Evaluation on large Kinetics-400 dataset showed that the fewer incremental learning stages and the fewer new classes added to the model in fewer stages, the better the performance of the final model.Although more classes in incremental learning lead to a greater decline in system accuracy, several incremental learning also increase system decline.

Experiments have shown that distillation from different model parts can help retain prior information during the training of new classes and reduce the model performance drop. Of course, this may increase the cost of training. Comparing the proposed method with other methods that use exemplar data, it has been observed that the proposed method has a similar or even better performance without using exemplar data.

6. Conclusion

In this research, we proposed an algorithm for class-incremental learning to an action recognition system based on deep learning that does not greatly impair the recognition accuracy of previous classes by training new classes to the system. The importance of this work is reflected in the reduction of system retraining energy for all classes and the lack of need to maintain data from previous classes for future training. In this research, a three-stream structure is used, swhere each stream includes the feature extraction section, a recurrent section, and classifiers. The main idea in this work is to maintain the network knowledge related to the previous classes and also to use this knowledge in training new classes, which helps the network not forget the previously learned information. Extracting network knowledge and reminding it to the model are done in different network parts and levels.

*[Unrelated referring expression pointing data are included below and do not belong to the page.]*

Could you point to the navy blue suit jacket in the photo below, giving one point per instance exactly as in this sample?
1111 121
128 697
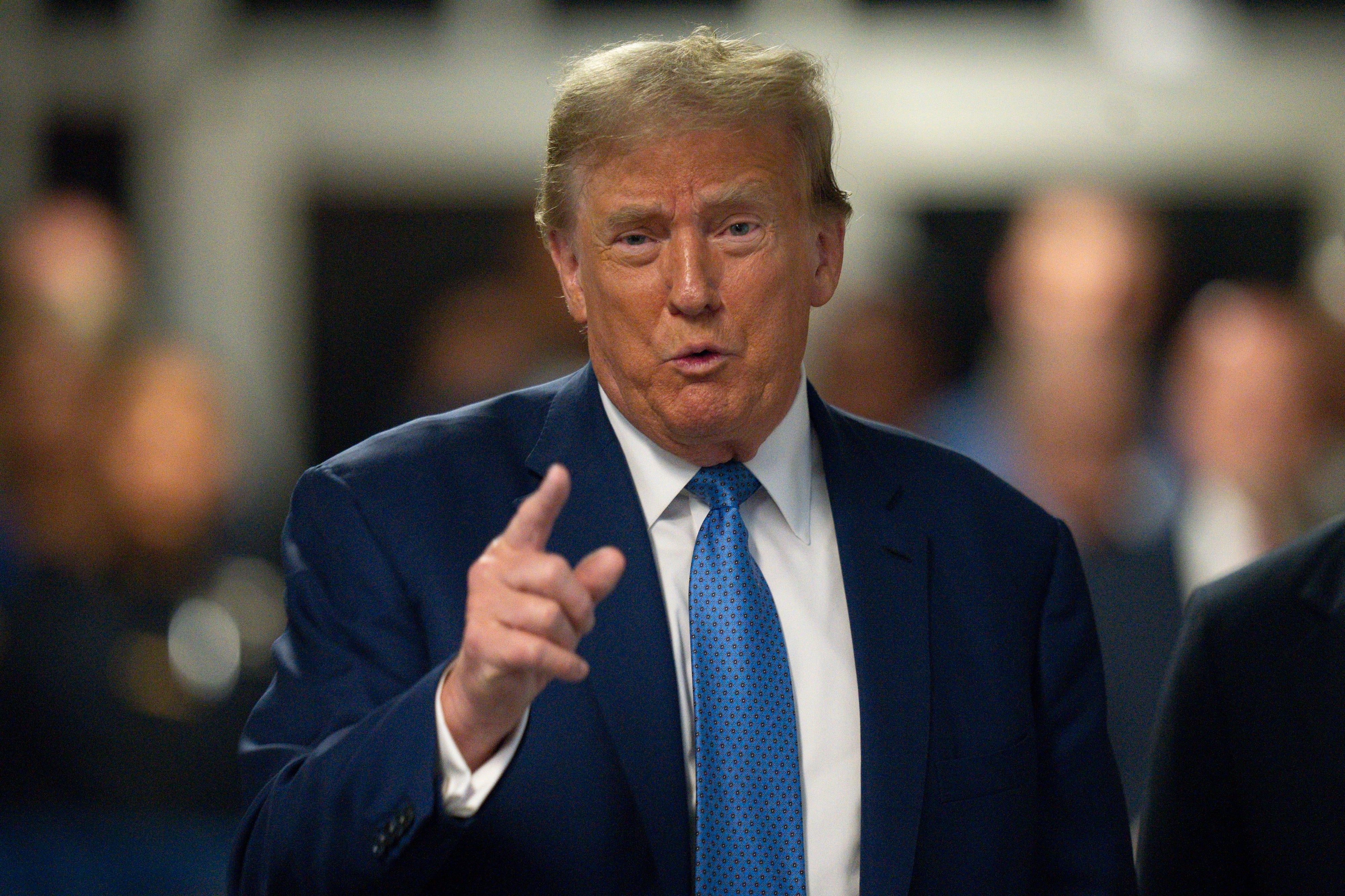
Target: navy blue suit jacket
985 758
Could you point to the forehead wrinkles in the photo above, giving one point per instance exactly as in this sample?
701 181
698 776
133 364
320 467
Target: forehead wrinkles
668 184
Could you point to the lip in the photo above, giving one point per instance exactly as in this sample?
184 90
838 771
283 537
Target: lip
699 358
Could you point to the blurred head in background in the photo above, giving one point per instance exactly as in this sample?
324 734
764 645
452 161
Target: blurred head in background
1079 276
1075 296
492 335
166 457
880 361
67 280
1249 412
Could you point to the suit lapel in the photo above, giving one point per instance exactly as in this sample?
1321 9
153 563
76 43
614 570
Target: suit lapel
884 563
629 650
1321 684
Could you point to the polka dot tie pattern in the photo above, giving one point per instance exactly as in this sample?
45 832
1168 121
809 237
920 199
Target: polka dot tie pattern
750 809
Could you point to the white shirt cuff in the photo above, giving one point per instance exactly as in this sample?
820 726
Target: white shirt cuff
465 790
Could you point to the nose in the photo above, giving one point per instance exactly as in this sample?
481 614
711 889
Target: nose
691 274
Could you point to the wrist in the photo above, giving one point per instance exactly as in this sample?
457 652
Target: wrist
477 735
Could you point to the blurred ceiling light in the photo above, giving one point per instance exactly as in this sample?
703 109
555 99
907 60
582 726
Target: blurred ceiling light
205 649
1160 40
254 593
1327 276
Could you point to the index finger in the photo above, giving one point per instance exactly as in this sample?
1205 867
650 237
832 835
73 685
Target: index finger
533 521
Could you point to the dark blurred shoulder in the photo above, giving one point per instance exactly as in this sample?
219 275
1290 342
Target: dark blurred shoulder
948 485
1293 584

Our focus in this research is the distillation of network knowledge, during which the network knowledge is extracted using the training data of new classes. While learning new classes, this extracted knowledge is used to prevent the network from forgetting previous classes. Distillation of network knowledge is done at the level of classification and feature, which at the feature level can be decomposed into two parts, spatial and temporal. We also suggest that the average weights of the most similarly trained classifiers be used instead of random values to initialize new classifiers. We have shown that this low-cost work improves system performance.

Other basic structures that perform better for incremental learning for future work can be used. In this work, the classes added in the incremental learning phase are from the same dataset of classes used for initial training. Incrementally learning classes from one dataset to a system taught with another dataset is a challenge that needs to be addressed. Also, we intend to integrate this work with our previous work in the field of zero-shot learning recognition of human-object interaction (HOI) recognition [46].

Data Availability

The datasets used to support the findings of this study are included in the article [48–50].

Conflicts of Interest

The authors declare that they have no conflicts of interest.